Collectively called BreakDancer, the software package consists of two complementary algorithms. Evaluating paired-end reads from an Illumina sequencer, the scientists showed that BreakDancerMax detects five types of structural variants, including deletions, insertions, inversions, and intrachromosomal and interchromosomal translocations from pooled or individual DNA samples. BreakDancerMini detects small indels, typically 10 to 100 base pairs, which BreakDancerMax misses. The software was published in a paper appearing in August in Nature Methods.
In the study, they compared the mapping capabilities of their algorithm to similar ones, specifically Evan Eichler's VariationHunter and Michael Brudno's MoDIL, on MAQ map files of the Yoruban genome. In general, Chen says, BreakDancerMini showed higher sensitivity and specificity than either of the other algorithms. They also applied BreakDancer to detecting somatic variations in an AML tumor sample as well as detecting variants in the 1,000 Genomes dataset.
What makes BreakDancer novel, Chen says, is that the other algorithms target indels longer than 100 base pairs. "What we have intended to do is to cover the entire range, from 10 base pairs to virtually no limit," he says, significantly increasing the range of indels that can be detected.
Both Max and Mini support pooled samples, or multiple samples and libraries. For looking at variation in the AML samples, for example, they were able to look at a pair of genomes. "We were interested in finding somatic variations, so basically we compared tumor genome versus the normal genome," Chen says. Because most cancer is caused by somatic alterations in the tumor genome, it's important to be able to compare tumor to normal. In this, BreakDancer improved the specificity of somatic variant prediction by eliminating germline, or inherited, variants. "This is a novel application," Chen says, because it can actually perform a "head-to-head" comparison of tumor and normal samples.

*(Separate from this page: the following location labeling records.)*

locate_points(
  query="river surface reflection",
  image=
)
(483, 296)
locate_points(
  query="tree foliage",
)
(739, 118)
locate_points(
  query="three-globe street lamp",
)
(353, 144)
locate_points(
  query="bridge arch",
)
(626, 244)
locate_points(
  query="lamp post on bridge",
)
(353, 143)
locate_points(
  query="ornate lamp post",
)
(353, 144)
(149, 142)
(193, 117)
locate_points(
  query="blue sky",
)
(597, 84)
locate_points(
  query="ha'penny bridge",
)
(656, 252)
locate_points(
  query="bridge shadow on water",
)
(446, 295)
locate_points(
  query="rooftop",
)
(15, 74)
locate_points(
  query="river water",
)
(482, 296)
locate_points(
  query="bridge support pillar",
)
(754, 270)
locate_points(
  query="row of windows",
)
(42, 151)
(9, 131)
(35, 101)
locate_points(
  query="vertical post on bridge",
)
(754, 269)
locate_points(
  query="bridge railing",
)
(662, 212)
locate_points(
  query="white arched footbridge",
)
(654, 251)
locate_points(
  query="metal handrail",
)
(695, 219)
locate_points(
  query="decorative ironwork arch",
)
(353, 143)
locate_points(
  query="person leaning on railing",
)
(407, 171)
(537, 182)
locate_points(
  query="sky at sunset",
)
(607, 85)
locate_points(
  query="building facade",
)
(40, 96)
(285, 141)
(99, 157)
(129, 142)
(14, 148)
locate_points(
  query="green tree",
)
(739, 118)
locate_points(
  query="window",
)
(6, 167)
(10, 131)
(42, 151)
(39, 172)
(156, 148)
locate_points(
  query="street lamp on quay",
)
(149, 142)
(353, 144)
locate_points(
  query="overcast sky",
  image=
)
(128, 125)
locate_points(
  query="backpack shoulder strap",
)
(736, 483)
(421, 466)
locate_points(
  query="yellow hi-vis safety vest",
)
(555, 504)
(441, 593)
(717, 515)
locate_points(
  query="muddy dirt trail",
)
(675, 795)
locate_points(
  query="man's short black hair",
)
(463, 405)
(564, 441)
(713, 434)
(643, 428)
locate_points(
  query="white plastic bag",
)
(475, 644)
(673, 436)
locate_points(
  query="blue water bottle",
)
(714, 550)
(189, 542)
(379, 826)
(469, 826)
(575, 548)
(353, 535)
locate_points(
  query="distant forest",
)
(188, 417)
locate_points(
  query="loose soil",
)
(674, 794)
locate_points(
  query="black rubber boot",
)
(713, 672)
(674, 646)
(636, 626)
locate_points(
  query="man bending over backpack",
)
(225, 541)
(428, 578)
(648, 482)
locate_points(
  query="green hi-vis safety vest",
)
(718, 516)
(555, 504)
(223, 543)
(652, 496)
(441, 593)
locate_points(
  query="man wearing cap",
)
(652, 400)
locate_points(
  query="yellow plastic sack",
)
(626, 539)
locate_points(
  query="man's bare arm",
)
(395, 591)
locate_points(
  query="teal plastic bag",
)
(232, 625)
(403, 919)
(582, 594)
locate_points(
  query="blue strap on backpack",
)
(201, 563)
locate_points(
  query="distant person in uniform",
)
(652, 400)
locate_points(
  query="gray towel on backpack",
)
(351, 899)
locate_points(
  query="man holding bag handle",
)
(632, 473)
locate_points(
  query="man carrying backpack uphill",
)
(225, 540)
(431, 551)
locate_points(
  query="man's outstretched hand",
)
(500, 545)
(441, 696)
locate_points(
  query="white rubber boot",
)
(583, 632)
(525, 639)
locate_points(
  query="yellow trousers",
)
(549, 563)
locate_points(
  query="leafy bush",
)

After running BreakDancer on the AML genomes to predict approximate size and location of structural variants, the researchers used assembly programs Velvet and Phrap to refine their predictions. By mapping all the reads back to their predicted variant loci, they were able to confirm that the variants do exist. "We found by applying this BreakDancer detection algorithm and assembly afterwards [to tumor samples], we can very efficiently discover and secure those predictions," Chen says. "[The] combined approach is [more] efficient and accurate than using either approach in isolation."
Development of the tools began more than a year ago, and the algorithm has already been applied to many large-scale sequencing data. Chen says it will continue to evolve alongside big sequencing projects, especially the 1,000 Genomes Project.